Submitted on Briefs: October 26, 2016
FROM: District Court of the First Judicial District, In and
For the County of Lewis and Clark, Cause No. BDC 2014-280
Honorable Jeffrey M. Sherlock, Presiding Judge
Appellant: Chad Wright, Chief Appellate Defender, Moses
Okeyo, Assistant Appellate Defender, Helena, Montana.
Appellee: Timothy C. Fox, Montana Attorney General, Katie F.
Schulz, Assistant Attorney General, Helena, Montana Leo
Gallagher, Lewis and Clark County Attorney, Luke Berger,
Deputy County Attorney, Helena, Montana.
McGrath Chief Justice.
Billy Joe Watts (Watts) appeals from the District Court's
denial of his motion to dismiss his previous Partner Family
Member Assault (PFMA) convictions based on the
unconstitutionality of the PFMA statute. We affirm.
We restate the issue on appeal as follows:
the District Court err when it denied Watts' motion to
dismiss his felony conviction of Partner Family Member
Assault and reduce his charge to a misdemeanor at
AND PROCEDURAL BACKGROUND
The State charged Watts with his fifth PFMA, a felony, for
conduct occurring on June 23, 2014. Watts was on probation
for a 2012 PFMA conviction. Watts has four prior PFMA
convictions (2002 misdemeanor; 2003 misdemeanor; 2003 felony;
and 2012 felony).
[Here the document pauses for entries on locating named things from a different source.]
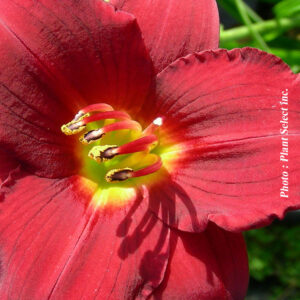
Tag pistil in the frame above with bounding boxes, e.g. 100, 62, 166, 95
61, 103, 163, 182
88, 134, 157, 163
79, 120, 142, 145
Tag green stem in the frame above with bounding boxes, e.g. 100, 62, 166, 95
220, 17, 300, 43
235, 0, 271, 52
244, 3, 263, 22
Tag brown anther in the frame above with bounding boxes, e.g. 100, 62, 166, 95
79, 129, 105, 145
88, 145, 118, 163
105, 168, 133, 182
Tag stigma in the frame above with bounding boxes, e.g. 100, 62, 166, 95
61, 103, 163, 183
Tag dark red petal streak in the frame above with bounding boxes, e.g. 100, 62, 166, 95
110, 0, 219, 72
0, 0, 152, 177
151, 48, 300, 231
152, 223, 249, 300
0, 149, 19, 185
0, 175, 169, 300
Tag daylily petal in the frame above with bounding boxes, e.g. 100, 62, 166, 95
0, 174, 169, 300
152, 223, 249, 300
110, 0, 219, 72
150, 48, 300, 231
0, 149, 18, 186
0, 0, 152, 177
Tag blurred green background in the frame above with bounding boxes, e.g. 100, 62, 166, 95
217, 0, 300, 300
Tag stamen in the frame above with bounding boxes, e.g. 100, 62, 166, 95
79, 120, 142, 145
105, 156, 162, 182
78, 111, 131, 125
116, 134, 157, 154
88, 145, 118, 163
61, 103, 163, 182
143, 117, 163, 135
105, 168, 134, 182
131, 156, 162, 177
74, 103, 114, 121
88, 135, 157, 163
61, 113, 90, 135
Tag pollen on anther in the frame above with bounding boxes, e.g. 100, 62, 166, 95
153, 117, 163, 126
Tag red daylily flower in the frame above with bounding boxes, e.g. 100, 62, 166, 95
0, 0, 300, 299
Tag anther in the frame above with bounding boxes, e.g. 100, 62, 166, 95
88, 145, 118, 163
105, 168, 134, 182
105, 155, 162, 182
61, 113, 90, 135
74, 103, 114, 121
143, 117, 164, 135
88, 135, 157, 163
79, 120, 142, 145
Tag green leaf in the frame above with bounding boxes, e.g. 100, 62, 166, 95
273, 0, 300, 18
The State filed a notice to classify Watts
as a persistent felony offender (PFO) based on his 2003 and
2012 PFMA convictions.
Watts negotiated a plea agreement with the State where he
agreed to plead guilty to PFMA (a felony) and the State
agreed to withdraw the PFO notice. The plea agreement Watts
signed included a proper acknowledgement and waiver of
rights. The form provided that Watts understood and had the
opportunity to examine the charges against him with his
attorney; that his attorney fully advised and explained to
him his rights, and the possible punishment for his crime;
that Watts waived all the rights guaranteed by a trial,
except the right to effective assistance of counsel; and that
Watts was not threatened, coerced, forced, intimidated, or
influenced in any way.
Watts voluntarily pled guilty on December 18, 2014. During
the colloquy the judge informed Watts of his right to remain
silent, which Watts waived by answering questions. Watts
informed the court he was of sound mind, not under the
influence of any drugs or alcohol, was happy with his
attorney's work and understood the maximum punishment for
his crime as well as the fact he could receive consecutive
sentences for violating his parole. Watts did not reserve his
right to appeal any issue.
At the February 24, 2015 sentencing hearing Watt's
counsel advised the court she intended to file a brief
challenging his prior convictions and the constitutionality
of Montana's PFMA statute. In her brief, counsel argued
the Montana PFMA statute violated the Equal Protection Clause
of the United States and Montana Constitutions. Watt's
counsel also filed a motion requesting that the District
Court dismiss the felony PFMA charge, reducing it to a
misdemeanor. The District Court denied the motion based on an
equal protection clause analysis and the severability of the
alleged offending language. Watts appeals.